My first husband, Scott, had an old Ford, F-150. The truck is not so old that it has become collectible or in any way unique. No power windows, no power door locks, no CD player; but she is strong, dependable, and reliable in a crunch. That old truck reminds me a lot of my husband.
When Scott died, I kept the pick-up. In the days after the loss, I would climb into the front seat, sit alone, and let the numbness wash over me. Other times I would slam the door and cry or curse depending on my mood, but I rarely drove it, and as the months and years passed, the truck sat mostly vacant and idle in the driveway.

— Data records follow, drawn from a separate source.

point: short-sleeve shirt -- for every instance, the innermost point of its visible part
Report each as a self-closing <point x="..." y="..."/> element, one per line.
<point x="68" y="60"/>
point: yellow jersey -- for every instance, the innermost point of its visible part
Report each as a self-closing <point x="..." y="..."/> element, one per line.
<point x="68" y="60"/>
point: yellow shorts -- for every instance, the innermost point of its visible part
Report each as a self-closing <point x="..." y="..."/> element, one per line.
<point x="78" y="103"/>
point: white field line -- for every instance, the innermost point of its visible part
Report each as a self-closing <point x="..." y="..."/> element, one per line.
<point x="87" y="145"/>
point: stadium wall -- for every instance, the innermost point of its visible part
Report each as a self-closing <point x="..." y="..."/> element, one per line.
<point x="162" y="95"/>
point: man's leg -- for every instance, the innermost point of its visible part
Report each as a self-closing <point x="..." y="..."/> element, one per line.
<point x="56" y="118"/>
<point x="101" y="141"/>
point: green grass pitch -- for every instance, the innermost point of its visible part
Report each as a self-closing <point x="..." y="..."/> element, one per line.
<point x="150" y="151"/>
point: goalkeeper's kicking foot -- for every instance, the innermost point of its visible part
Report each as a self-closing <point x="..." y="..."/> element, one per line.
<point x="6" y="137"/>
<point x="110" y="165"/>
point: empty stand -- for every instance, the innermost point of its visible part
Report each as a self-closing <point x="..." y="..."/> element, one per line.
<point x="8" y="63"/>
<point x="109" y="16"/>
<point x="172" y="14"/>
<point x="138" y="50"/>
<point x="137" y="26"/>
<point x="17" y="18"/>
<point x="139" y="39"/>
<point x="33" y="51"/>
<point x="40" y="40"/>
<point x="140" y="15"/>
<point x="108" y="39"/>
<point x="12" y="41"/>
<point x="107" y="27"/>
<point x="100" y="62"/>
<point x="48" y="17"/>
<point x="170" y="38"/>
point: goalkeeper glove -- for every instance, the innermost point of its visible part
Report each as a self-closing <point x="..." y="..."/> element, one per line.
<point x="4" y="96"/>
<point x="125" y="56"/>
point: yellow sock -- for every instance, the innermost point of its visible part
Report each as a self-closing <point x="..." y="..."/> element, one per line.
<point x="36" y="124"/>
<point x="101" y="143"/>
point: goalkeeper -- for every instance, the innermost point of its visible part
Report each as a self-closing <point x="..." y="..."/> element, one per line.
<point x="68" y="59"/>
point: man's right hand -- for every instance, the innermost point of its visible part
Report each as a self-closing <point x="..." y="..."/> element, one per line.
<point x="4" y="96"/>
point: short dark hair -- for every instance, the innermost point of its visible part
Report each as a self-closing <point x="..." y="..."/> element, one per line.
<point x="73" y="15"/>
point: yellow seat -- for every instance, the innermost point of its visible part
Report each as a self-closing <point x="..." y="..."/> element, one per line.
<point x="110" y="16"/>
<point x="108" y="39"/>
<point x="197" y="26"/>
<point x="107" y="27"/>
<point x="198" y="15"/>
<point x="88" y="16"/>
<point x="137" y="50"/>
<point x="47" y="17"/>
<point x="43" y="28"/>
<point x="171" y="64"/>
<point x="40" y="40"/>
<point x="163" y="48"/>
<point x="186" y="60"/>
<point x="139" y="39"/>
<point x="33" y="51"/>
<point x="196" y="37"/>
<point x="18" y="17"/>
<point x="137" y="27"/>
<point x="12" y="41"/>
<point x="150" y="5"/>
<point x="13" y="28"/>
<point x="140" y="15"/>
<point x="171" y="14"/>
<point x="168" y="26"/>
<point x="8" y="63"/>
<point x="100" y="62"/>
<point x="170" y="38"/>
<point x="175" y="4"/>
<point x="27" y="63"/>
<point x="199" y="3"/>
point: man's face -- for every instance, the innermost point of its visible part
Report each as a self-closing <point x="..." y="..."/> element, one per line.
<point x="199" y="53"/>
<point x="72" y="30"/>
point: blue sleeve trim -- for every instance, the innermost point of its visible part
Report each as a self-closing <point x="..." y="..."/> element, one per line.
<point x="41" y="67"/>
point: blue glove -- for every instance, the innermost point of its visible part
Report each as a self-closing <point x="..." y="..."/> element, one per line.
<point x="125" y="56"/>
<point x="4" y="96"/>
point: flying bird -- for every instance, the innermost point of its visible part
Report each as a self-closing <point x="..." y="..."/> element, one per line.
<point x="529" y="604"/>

When I met my second husband, Tim, he bonded with the truck. He changed the oil, bought new tires, had the dent fixed where the mailbox had T-boned me one hectic morning years prior. He washed her, waxed her, steam-cleaned the interior, and he drove her (apparently it is not good to let a vehicle sit too long without being run. Who knew?)

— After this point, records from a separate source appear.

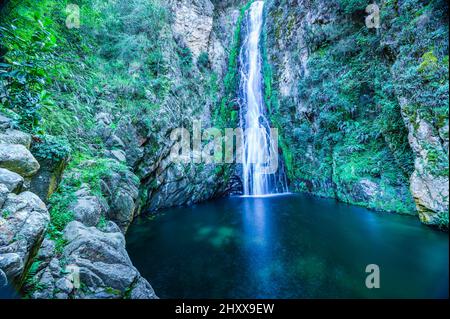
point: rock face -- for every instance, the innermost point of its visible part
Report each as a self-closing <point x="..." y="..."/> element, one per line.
<point x="375" y="139"/>
<point x="11" y="136"/>
<point x="97" y="259"/>
<point x="193" y="20"/>
<point x="11" y="180"/>
<point x="429" y="184"/>
<point x="23" y="224"/>
<point x="17" y="158"/>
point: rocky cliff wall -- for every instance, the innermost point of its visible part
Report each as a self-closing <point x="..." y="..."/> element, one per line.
<point x="364" y="112"/>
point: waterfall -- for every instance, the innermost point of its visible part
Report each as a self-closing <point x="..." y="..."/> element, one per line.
<point x="259" y="153"/>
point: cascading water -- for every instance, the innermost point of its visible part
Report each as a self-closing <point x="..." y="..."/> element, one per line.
<point x="260" y="153"/>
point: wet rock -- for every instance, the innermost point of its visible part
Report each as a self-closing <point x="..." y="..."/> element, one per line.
<point x="3" y="279"/>
<point x="429" y="181"/>
<point x="194" y="22"/>
<point x="88" y="210"/>
<point x="11" y="180"/>
<point x="11" y="136"/>
<point x="23" y="223"/>
<point x="45" y="182"/>
<point x="100" y="261"/>
<point x="5" y="122"/>
<point x="18" y="159"/>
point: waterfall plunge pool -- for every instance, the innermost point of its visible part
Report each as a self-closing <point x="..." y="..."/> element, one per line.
<point x="292" y="246"/>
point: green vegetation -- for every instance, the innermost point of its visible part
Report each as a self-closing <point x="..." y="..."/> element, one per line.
<point x="346" y="123"/>
<point x="226" y="114"/>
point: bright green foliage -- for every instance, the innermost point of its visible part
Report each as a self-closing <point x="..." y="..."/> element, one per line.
<point x="224" y="115"/>
<point x="347" y="125"/>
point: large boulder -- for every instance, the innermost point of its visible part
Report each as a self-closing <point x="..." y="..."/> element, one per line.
<point x="17" y="158"/>
<point x="23" y="222"/>
<point x="429" y="181"/>
<point x="121" y="189"/>
<point x="11" y="180"/>
<point x="88" y="209"/>
<point x="11" y="136"/>
<point x="100" y="262"/>
<point x="45" y="182"/>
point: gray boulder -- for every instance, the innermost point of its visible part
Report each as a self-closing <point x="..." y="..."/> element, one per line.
<point x="17" y="158"/>
<point x="23" y="222"/>
<point x="100" y="262"/>
<point x="88" y="210"/>
<point x="11" y="136"/>
<point x="3" y="279"/>
<point x="11" y="180"/>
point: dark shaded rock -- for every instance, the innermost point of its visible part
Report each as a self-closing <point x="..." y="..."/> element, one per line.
<point x="11" y="180"/>
<point x="45" y="182"/>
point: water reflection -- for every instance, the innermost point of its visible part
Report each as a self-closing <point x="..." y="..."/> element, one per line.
<point x="287" y="247"/>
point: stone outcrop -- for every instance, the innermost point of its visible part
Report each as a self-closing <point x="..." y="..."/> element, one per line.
<point x="23" y="222"/>
<point x="429" y="185"/>
<point x="95" y="258"/>
<point x="333" y="161"/>
<point x="17" y="158"/>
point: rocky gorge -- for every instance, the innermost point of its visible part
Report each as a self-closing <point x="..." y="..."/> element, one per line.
<point x="86" y="116"/>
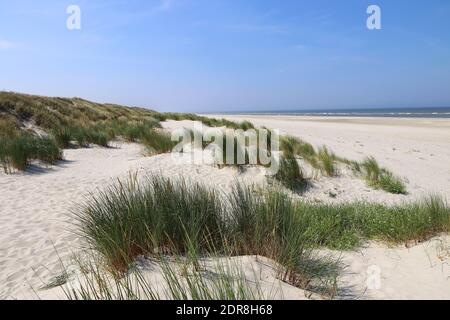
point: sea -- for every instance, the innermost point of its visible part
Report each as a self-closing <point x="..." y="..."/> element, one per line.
<point x="443" y="112"/>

That old truck has hauled dirt, and gravel, and camping gear. Furniture, dogs, and children. She is a one-ton pick-up but one miraculous afternoon, Tim loaded her with a ton and a half of flagstone, and she carried it without complaint.
I like to think that the two men I love most have bonded over that old Ford. They have gotten to know each other through that truck, created a relationship, and an understanding. They both saw her value and her beauty. They both cared for her, admired her. Both of these amazing men have repaired her and me.